Der Propagandabegriff Klimaneutralität ist wichtig dafür, dass das möglich wird. Klimaneutralität bedeutet nicht, dass keine Klimagase ausgestoßen werden. Sie können auch vollständig kompensiert werden. Die zweite Möglichkeit reißt neokoloniale Hintertüren weit auf. Die wichtigsten sind CDM und Redd+. CDM ermöglicht es Unternehmen, ihren CO2-Verbrauch durch Investitionen im Globalen Süden klein zu rechnen. REDD+ soll Länder des Globalen Südens dafür belohnen, dass sie Wälder schützen und damit CO2-Emissionen vermindern. Konzerne können also dank CDM und REDD+ einfach weitermachen wie bisher. Die rein rechnerischen CO2-Einsparungen werden dann im Globalen Norden gutgeschrieben.

Das dritte Mittel, das wesentlich zur Klimaneutralität beitragen soll, sind Großtechnologien, die teils noch in der Entwicklung stecken: CO2 soll aus Luft und Kraftwerken abgeschieden und unter der Erde verpresst werden. Das kann eine tödliche Falle werden, weil das CO2 wieder austritt. AKWs, Eisendüngung des Meeres und noch destruktivere Methoden des Geo-Engineering gehören auch dazu. Alle dies Maßnahmen haben sehr große Risiken, die wir im Band 2 von unserem Buchprojekt »Befreiung vom Geld und Eigentum« diskutiert haben.

Die globale Ausbeutung muss beendet werden

Alle politischen Parteien, bieten uns also nur den Schein von Veränderung an. Die Destruktivität des warenproduzierenden Patriarchats bleibt.

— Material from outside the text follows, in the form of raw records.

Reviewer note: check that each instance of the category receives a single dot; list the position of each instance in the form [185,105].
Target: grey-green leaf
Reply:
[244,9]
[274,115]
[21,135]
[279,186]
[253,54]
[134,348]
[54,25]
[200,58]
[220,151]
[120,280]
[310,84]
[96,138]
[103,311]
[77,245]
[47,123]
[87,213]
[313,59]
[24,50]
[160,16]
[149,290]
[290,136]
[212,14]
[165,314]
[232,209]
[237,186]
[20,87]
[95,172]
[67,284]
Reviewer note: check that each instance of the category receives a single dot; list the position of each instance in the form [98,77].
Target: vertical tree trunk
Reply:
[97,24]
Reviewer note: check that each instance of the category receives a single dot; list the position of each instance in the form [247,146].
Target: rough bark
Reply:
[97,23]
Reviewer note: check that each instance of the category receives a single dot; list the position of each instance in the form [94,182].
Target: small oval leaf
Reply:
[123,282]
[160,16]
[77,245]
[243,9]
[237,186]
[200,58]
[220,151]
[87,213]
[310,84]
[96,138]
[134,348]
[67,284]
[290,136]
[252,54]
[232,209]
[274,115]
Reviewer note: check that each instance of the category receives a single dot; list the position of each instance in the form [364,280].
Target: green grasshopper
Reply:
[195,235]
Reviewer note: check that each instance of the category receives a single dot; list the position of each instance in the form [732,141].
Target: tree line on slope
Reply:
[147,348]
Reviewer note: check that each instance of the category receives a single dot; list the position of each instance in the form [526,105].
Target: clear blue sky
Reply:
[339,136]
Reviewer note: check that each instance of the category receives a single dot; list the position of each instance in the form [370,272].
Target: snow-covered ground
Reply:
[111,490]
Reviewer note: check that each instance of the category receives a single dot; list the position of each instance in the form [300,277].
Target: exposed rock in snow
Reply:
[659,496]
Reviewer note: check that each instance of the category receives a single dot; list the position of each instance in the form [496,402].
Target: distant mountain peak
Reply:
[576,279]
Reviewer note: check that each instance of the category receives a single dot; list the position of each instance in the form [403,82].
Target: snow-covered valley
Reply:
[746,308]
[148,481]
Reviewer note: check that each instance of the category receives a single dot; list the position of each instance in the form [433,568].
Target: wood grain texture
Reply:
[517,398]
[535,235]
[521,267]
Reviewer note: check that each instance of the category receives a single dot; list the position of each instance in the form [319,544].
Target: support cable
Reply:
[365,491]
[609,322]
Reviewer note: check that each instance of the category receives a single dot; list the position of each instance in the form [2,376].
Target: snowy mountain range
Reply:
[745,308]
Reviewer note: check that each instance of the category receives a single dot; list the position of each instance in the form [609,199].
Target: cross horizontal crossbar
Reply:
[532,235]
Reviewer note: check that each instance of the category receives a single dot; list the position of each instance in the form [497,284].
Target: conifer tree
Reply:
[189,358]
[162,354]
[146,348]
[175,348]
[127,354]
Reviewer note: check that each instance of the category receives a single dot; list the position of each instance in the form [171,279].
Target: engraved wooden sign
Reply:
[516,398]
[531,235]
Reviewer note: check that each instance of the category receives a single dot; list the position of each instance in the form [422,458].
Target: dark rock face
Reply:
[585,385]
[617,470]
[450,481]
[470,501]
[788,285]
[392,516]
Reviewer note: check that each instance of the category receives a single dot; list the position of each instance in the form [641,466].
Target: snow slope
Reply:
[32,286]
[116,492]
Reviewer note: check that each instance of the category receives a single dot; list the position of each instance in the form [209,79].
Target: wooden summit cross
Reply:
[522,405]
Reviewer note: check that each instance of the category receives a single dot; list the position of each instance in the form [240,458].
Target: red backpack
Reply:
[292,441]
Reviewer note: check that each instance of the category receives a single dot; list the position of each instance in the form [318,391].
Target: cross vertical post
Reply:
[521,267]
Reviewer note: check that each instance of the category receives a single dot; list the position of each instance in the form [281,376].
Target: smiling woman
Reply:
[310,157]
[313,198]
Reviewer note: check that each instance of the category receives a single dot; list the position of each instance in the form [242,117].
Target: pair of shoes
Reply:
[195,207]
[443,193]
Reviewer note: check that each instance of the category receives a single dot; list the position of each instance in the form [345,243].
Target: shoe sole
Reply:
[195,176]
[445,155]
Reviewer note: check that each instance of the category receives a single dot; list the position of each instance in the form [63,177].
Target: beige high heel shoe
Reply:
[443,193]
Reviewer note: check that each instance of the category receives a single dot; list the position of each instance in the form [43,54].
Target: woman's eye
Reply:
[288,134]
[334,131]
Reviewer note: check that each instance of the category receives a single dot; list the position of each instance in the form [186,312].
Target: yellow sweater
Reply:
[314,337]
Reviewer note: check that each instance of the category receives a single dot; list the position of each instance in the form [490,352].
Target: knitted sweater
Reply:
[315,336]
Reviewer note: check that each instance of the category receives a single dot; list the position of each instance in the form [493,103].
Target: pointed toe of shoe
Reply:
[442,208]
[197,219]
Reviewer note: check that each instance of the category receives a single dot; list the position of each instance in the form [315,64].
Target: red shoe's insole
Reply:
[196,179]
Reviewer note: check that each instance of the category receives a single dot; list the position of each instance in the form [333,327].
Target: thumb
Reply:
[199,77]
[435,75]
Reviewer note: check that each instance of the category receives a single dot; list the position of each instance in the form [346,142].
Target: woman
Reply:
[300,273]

Schon der Anarcho-Kommunist Kropotkin schrieb 1901: »Repräsentative Demokratie entspricht der Herrschaft des Kapitals.« Über Wahlen kann deshalb höchstens eine Modernisierung des Herrschaftssystems erreicht werden, wie es die Grünen mit dem »Green New Deal« oder die CDU mit dem »Green Deal« versprechen.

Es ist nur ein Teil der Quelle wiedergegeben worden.